I think your problem is in this line:

H = 2.0*(X - self.lb)/(self.ub - self.lb) - 1.0

In the third column fo X, corresponding to the z variable, both self.lb and self.ub are the same value, and equal to the value in the example, in this case 1, so it is acutally computing:

2.0*(1.0 - 1.0)/(1.0 - 1.0) - 1.0 = 2.0*0.0/0.0 - 1.0

Which is nan. You can work around the issue in a few different ways, a simple option is to simply do:

# Avoids dividing by zero
X_d = tf.math.maximum(self.ub - self.lb, 1e-6)
H = 2.0*(X - self.lb)/X_d - 1.0
0
votes

This is an interesting situation.

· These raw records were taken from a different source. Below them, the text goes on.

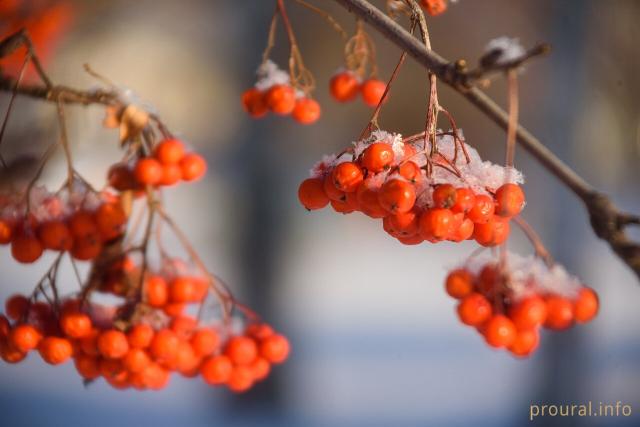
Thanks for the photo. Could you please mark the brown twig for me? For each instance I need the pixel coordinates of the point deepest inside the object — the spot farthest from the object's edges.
(607, 220)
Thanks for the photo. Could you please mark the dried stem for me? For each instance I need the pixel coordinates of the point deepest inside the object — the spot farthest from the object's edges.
(606, 219)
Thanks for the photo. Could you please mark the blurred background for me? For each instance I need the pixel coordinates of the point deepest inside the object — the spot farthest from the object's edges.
(375, 339)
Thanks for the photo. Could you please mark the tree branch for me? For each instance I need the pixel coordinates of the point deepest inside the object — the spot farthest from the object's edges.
(606, 219)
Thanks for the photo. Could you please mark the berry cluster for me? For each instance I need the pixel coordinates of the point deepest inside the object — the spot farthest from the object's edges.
(274, 93)
(168, 165)
(346, 85)
(507, 302)
(76, 219)
(140, 354)
(419, 197)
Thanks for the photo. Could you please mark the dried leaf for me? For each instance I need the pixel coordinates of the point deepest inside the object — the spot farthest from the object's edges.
(132, 122)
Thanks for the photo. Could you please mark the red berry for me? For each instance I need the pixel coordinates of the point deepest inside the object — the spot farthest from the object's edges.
(344, 86)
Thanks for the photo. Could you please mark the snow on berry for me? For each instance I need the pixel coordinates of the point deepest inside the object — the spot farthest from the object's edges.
(452, 192)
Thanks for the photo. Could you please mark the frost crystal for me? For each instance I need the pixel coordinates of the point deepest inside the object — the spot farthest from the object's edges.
(530, 275)
(510, 49)
(269, 74)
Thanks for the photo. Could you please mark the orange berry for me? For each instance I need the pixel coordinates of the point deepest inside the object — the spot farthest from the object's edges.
(372, 92)
(241, 350)
(26, 248)
(482, 210)
(275, 348)
(76, 325)
(491, 233)
(89, 344)
(86, 248)
(241, 379)
(474, 309)
(434, 7)
(174, 309)
(254, 103)
(156, 291)
(464, 231)
(445, 196)
(82, 225)
(499, 331)
(509, 200)
(182, 290)
(10, 354)
(112, 344)
(306, 111)
(344, 86)
(171, 175)
(347, 176)
(529, 313)
(164, 346)
(459, 283)
(136, 360)
(585, 307)
(525, 343)
(169, 151)
(87, 366)
(216, 370)
(436, 224)
(311, 194)
(193, 167)
(6, 232)
(205, 342)
(55, 235)
(281, 99)
(25, 338)
(409, 171)
(260, 368)
(397, 196)
(140, 336)
(377, 157)
(148, 171)
(405, 224)
(259, 331)
(368, 201)
(5, 327)
(559, 313)
(16, 306)
(54, 350)
(110, 219)
(183, 326)
(331, 191)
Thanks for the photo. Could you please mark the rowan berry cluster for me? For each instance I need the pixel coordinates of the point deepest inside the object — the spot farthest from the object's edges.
(168, 165)
(508, 301)
(346, 85)
(76, 219)
(419, 196)
(274, 93)
(141, 354)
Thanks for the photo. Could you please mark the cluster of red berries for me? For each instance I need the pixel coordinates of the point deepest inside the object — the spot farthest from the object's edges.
(281, 99)
(508, 309)
(346, 85)
(141, 355)
(169, 164)
(78, 220)
(274, 93)
(383, 179)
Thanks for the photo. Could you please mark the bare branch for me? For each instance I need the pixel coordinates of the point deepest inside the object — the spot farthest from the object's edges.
(606, 219)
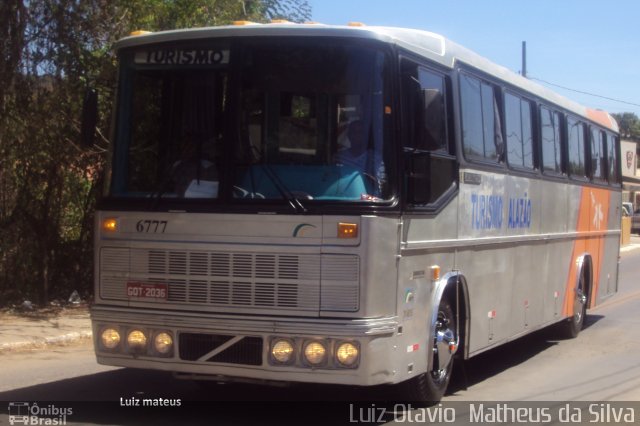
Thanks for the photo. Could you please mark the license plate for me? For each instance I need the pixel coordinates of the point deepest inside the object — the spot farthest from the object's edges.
(147, 290)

A quick check on an online tool for regression shows that even simple regression suffers from the problem of unable to fit data points when one of the inputs is constant through the dataset. Taking a look at the algebraic solution for a two-variable linear regression problem shows the solution involving division by standard deviation which, being zero in a constant set, is a problem.

As far as solving through backprop is concerned (as is the case in your neural network), I strongly suspect that the derivative of the loss with respect to the input (these expressions) is the culprit, and that the algorithm is not able to update the weights W using W := W - α.dZ, and ends up remaining constant.